When I was in Malaysia recently, someone from a Digital Transformation Team at a large company asked me:

“How do I convince my boss to accept a move to the cloud?”

This isn’t hyperbole. It’s a real question I got asked. And you might be surprised to hear that question from a Digital Transformation team who need to…transform digital? But this is such a common struggle for people in large companies, particularly in the energy industry.

And actually it does make sense. The team on the ground see the benefits of cloud in their everyday work. Flexibility, scalability, speed, cost. But often they are held back by leadership who are cautious, sceptical, and sometimes outright hostile to the idea. In a legacy industry such as energy and in markets where data residency laws and regulatory complexity create real concerns, this probably shouldn’t have surprised me as much as it did.

So, how do you make the case for cloud when the person you are trying to influence does not “get it”?

Understanding the fear

First, let’s acknowledge that the fears are real. Data residency is a legitimate issue in many countries. Leaders worry about security breaches, loss of control, and being locked into a vendor. They also see headlines of failed cloud migrations and do not want their name attached to the next one.

Like with anybody you are trying to convince, dismissing their fears does not work. You need to respect them, then show a path forward that manages risk rather than ignoring it.

Why leaders resist

Most objections to the cloud come from three places:

  • Legacy mindset (“If it isn’t broken, don’t fix it”)
  • Risk perception (cloud feels unsafe because it is unfamiliar)
  • Lack of experience with cloud (many senior leaders built their careers on-premise, so cloud is outside their comfort zone).

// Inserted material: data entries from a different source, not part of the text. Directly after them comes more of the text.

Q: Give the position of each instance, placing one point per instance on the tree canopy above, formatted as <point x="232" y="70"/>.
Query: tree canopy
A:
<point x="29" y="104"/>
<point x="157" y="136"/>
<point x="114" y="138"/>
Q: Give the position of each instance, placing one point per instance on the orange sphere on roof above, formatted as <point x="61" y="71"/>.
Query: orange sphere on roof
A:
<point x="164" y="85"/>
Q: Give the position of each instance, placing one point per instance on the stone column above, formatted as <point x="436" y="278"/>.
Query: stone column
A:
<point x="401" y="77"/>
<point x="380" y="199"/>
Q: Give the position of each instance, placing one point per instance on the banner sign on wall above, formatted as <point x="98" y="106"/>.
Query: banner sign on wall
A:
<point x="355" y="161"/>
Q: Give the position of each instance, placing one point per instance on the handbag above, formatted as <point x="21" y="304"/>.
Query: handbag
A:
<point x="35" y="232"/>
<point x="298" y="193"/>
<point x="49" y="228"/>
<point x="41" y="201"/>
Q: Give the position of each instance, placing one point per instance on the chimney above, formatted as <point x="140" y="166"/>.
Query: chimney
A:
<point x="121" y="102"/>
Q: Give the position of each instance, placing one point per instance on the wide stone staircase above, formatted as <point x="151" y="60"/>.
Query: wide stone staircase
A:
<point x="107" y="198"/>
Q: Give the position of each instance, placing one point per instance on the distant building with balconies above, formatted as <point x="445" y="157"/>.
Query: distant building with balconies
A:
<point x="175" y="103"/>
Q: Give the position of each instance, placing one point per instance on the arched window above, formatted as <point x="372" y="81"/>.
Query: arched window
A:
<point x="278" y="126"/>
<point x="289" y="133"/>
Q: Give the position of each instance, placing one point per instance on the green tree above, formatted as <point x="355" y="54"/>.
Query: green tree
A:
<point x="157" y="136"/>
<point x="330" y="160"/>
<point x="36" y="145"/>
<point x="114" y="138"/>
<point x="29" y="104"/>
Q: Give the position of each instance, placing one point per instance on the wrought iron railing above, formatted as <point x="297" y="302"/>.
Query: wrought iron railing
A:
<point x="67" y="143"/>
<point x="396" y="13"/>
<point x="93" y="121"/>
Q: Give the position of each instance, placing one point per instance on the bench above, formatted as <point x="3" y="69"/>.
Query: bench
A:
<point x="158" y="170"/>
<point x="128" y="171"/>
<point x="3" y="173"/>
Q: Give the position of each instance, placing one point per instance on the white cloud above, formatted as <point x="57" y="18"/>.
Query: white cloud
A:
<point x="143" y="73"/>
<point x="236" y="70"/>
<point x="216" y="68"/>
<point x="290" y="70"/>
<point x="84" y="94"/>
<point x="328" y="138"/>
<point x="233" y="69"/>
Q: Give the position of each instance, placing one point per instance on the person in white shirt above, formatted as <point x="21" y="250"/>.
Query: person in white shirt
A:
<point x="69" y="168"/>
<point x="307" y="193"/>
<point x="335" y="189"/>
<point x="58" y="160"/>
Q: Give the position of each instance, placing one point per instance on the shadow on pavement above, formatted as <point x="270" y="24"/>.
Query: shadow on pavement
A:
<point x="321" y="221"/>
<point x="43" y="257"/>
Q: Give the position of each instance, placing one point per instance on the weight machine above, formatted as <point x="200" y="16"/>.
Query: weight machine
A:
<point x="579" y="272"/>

This is why presenting a new tool or platform rarely gets traction. You need to translate the technology into language leadership understands. And that is the business impact.

One framework that helps here to show you understand the risk is the Problem → Impact → Solution → Risk → Mitigation framework. Instead of talking about “containers” or “latency,” frame your pitch like this:

Problem: “Our reporting takes three weeks.”

Impact: “That means executives make decisions on out-of-date data, which slows production and costs us money.”

Solution: “Cloud automation could cut that to hours.”

Risk: “Migration could cause temporary disruption.”

Mitigation: “We can run a pilot in parallel before switching fully.”

This approach shows respect for the leader’s concerns while offering a balanced, business-first argument.

Cut the noise!

Too often, cloud conversations get bogged down in jargon. Leadership does not care about “serverless architecture.” They care about outcomes. So the goal here is to cut the noise! Faster response to regulation changes. Lower total cost of ownership. Cloud is a means to those ends.

It also helps to present decisions using the ROI + Risk equation: What do we gain if we move? What do we risk if we do not? Often, the risk of staying put, rising maintenance costs, growing security exposure, outweighs the perceived risk of moving.

Sell painkillers, not vitamins

This is where the 3P’s come in. Pain, Proof, Pilot.

Pain: Start with a business problem your boss already feels. Maybe compliance reporting takes too long, or IT spend is spiralling.

Proof: Bring evidence and show what competitors or peers have achieved. Share industry benchmarks.

Pilot: Do not ask for a wholesale move. Ask for permission to try one small, low-risk project and measure results.

And do not underestimate the power of storytelling. Analogies often work better than arguments. Like “We don’t build private roads to get to work, we use the shared infrastructure that’s already there. Cloud is the same idea for computing: shared, reliable, always maintained.”

Build allies before the pitch

In most companies, your boss is not the only gatekeeper. Finance, procurement, compliance teams, and operations leaders all influence the decision. If you only focus on the person at the top, you are likely to hit a wall. This is where stakeholder mapping comes in. Ask yourself who benefits if this change succeeds and who might block it? Who has the most sway with decision-makers? Then build allies in advance. If the CFO already buys into the cost savings, your boss is less likely to shoot the idea down.

Equipping yourself for the conversation

When you do get in front of leadership, make it easy for them. Do not bury them in technical detail. Tie every point back to business goals. One tool that works is the One-Page Business Case. Distil your pitch into a single sheet:

  • Problem
  • Cost of the status quo
  • Solution
  • ROI and risk
  • Pilot proposal.

This shows you have thought through the essentials, and it respects their time. You can leave it behind after the meeting, and it stands on its own without you there to explain it. You can go into more of the details we explained above during the meeting.

Take the first step

You do not need to win the whole argument on day one. Start small. Build evidence. Let results speak louder than PowerPoints. Cloud conversations are rarely about technology alone. They are about trust, risk, and control. When you show you understand those concerns, and when you can frame cloud as the safer, smarter, more resilient choice, you give your leadership permission to take the next step.

If you are struggling with an old-school leader who just does not “get it,” you are not alone. In energy, that resistance is common. Do not just tell them cloud is the future. Show them the pain it solves, prove it works, and pilot something small. Translate technology into business language. Respect the fear, then show a practical way through it. And make the change!